I’ve asked Google to fix this issue many times, to no avail. So now, I’m giving up. Today is my last day at WIRED, and as a result, the email address Google is surfacing will soon be out of commission. I plan to deactivate the phone number—a Google Voice number, coincidentally—as well.
This saga started sometime last year, after I wrote a story about MacKenzie, who had recently divorced from Amazon CEO Jeff Bezos. She announced that she would give away the majority of her fortune, estimated at the time to be worth over $30 billion. My piece argued that rich people’s generosity won’t fix the world. Embedded in the article’s web page was my email address and phone number, included for readers to share feedback or tips—something plenty of journalists do.
The Year the Internet Thought I Was MacKenzie Bezos
Soon after the story was published, I began receiving an avalanche of messages meant for MacKenzie, everything from marriage proposals to devastating stories of personal loss. Almost everyone, of course, wanted money.
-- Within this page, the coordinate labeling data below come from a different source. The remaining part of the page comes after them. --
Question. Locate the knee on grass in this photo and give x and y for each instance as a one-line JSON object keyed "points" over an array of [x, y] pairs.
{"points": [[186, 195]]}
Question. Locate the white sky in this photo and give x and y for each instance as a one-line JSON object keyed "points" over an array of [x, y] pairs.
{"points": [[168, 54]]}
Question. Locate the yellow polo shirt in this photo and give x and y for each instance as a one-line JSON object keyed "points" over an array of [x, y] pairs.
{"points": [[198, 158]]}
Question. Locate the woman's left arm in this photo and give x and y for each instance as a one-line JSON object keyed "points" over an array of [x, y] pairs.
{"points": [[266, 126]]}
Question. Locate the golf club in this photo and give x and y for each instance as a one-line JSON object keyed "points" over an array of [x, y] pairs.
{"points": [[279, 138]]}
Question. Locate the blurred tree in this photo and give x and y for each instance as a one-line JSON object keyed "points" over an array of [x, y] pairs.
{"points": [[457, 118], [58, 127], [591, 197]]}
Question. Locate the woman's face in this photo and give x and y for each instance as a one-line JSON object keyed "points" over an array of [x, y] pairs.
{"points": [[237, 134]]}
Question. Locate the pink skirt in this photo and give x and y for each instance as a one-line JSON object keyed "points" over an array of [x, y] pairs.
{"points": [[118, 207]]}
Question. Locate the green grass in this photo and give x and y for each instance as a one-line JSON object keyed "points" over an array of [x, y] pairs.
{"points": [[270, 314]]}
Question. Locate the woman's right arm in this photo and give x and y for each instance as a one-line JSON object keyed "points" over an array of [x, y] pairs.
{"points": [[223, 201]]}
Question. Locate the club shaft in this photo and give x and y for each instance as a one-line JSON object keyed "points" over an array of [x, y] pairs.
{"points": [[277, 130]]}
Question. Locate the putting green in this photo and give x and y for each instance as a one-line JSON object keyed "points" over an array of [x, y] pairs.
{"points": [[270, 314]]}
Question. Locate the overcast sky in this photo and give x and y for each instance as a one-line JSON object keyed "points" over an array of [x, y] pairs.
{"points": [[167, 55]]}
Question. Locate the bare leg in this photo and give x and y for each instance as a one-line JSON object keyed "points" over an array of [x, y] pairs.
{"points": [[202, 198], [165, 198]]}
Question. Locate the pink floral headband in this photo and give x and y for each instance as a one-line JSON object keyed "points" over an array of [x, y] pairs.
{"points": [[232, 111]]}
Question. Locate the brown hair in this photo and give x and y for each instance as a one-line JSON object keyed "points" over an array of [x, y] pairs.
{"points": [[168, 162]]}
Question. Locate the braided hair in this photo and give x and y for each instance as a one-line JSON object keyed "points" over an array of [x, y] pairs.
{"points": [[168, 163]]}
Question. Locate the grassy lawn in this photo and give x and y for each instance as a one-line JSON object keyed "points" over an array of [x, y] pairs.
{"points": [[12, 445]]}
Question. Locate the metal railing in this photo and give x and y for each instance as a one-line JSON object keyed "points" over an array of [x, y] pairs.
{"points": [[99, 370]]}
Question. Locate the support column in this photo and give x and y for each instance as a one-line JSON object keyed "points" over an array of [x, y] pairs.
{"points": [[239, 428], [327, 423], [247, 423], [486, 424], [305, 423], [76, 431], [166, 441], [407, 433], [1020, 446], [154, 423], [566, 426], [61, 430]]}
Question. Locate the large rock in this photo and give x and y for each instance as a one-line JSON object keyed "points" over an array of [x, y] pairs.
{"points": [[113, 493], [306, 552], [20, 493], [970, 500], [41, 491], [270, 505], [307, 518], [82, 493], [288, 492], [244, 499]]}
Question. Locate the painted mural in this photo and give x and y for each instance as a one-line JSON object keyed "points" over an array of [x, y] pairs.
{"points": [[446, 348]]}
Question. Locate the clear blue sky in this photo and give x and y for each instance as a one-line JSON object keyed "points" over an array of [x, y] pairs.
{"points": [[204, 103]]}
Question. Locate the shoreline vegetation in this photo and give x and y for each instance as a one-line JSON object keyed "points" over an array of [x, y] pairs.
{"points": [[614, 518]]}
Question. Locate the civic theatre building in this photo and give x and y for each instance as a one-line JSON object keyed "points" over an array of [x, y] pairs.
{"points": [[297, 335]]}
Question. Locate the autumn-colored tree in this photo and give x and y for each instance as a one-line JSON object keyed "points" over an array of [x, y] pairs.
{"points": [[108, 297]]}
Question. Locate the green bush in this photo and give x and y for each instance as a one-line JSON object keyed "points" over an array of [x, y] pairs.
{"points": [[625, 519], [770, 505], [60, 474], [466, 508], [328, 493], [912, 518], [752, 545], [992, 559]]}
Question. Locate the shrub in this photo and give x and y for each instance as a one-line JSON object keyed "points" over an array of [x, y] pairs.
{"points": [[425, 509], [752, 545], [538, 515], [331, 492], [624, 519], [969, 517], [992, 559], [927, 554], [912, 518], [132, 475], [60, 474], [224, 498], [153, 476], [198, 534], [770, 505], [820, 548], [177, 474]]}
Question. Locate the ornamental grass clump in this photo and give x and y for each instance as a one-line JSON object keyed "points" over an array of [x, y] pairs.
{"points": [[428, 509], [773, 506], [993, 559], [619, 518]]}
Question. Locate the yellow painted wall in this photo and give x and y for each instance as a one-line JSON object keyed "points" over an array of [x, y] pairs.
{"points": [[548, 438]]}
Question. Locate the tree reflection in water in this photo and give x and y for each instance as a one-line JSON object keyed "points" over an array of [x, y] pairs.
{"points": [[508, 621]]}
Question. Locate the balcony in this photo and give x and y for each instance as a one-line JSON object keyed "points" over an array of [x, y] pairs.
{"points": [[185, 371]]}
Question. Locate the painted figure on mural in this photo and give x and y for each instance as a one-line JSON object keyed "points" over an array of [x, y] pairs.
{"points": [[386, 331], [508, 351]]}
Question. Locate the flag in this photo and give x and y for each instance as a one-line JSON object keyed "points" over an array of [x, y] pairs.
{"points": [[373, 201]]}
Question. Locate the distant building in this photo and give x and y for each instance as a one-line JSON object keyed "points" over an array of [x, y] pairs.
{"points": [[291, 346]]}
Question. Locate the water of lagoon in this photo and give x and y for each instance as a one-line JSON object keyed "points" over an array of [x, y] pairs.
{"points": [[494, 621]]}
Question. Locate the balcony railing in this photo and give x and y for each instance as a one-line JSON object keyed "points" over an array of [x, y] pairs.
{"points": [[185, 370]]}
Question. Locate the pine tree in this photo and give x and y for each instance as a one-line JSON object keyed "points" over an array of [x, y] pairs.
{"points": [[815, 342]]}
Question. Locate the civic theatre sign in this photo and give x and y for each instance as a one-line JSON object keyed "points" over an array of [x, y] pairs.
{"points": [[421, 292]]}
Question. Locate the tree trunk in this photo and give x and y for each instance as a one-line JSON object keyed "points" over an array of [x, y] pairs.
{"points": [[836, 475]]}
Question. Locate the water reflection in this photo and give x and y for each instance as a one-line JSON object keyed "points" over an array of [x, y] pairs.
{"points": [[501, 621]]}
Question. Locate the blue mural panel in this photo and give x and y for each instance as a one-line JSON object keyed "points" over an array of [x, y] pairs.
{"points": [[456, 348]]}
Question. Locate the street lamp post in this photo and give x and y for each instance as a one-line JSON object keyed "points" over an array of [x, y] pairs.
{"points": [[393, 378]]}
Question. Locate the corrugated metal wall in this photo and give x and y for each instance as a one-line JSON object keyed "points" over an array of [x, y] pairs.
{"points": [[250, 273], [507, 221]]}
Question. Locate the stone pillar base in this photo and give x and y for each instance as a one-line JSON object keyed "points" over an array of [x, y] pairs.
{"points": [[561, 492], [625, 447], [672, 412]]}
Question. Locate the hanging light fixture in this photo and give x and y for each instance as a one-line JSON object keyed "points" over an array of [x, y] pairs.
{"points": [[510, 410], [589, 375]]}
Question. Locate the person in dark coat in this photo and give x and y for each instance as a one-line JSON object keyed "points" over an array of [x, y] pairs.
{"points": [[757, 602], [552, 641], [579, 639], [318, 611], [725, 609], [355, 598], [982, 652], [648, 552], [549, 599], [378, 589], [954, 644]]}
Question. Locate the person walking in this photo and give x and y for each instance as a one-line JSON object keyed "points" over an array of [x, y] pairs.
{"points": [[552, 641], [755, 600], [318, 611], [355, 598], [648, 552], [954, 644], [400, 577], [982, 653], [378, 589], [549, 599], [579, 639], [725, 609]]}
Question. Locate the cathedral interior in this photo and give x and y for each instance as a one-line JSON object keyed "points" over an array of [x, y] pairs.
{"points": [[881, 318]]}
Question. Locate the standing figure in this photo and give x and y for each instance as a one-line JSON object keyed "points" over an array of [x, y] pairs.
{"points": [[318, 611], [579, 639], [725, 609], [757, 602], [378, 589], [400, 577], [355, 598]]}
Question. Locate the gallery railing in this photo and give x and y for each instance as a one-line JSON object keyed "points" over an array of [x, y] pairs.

At first, I didn’t know what was happening, but I soon traced the problem back to Google’s search engine: If you looked up a phrase like “MacKenzie Bezos phone number,” it would often spit back the article, along with my number and email address, which were prominently displayed in a stand-alone box called a “featured snippet.” Google also began associating my number with TikTok support after I published a simple guide to using the app. I first wrote about the problem earlier this year.
“In situations where people are searching for something like a phone number that is not readily available online, our systems are understanding these pages (that include those exact keywords plus a phone number) to be the best matches available, even if the phone number is not the correct number for that entity,” Lara Levin, a spokesperson for Google, said in an email at the time. She added that the company was planning to look at ways it could improve its system “to better recognize” when a phone number should not be resurfaced as a featured snippet.
So far, that hasn’t happened. From my perspective, the only thing that’s changed is I’ve started to hear from more people trying to reach Jeff, rather than MacKenzie. I can’t be sure, but I think the culprit is a separate article I wrote in February about the billionaire’s plan to donate $10 billion to combating climate change. Jeff Bezos and Amazon did not immediately return requests for comment.
It’s been interesting to watch the different tactics people use to contact Bezos, compared to his ex-wife. I now receive far fewer compliments about my appearance, and many more business proposals and investment opportunities. Overall, I’ve found myself reading the messages less and less. It turns out that masquerading as different billionaires does, in fact, get old.
So I’m shutting down my Google Voice number, and my WIRED email address will go dark at the end of today. I could spend a few hours removing my number from the dozens of articles where it’s posted, but deactivating it feels like the simplest, surest solution, and the right one. I’ll miss writing for WIRED, but I’m relieved that my days of being mistaken for Jeff or MacKenzie are over.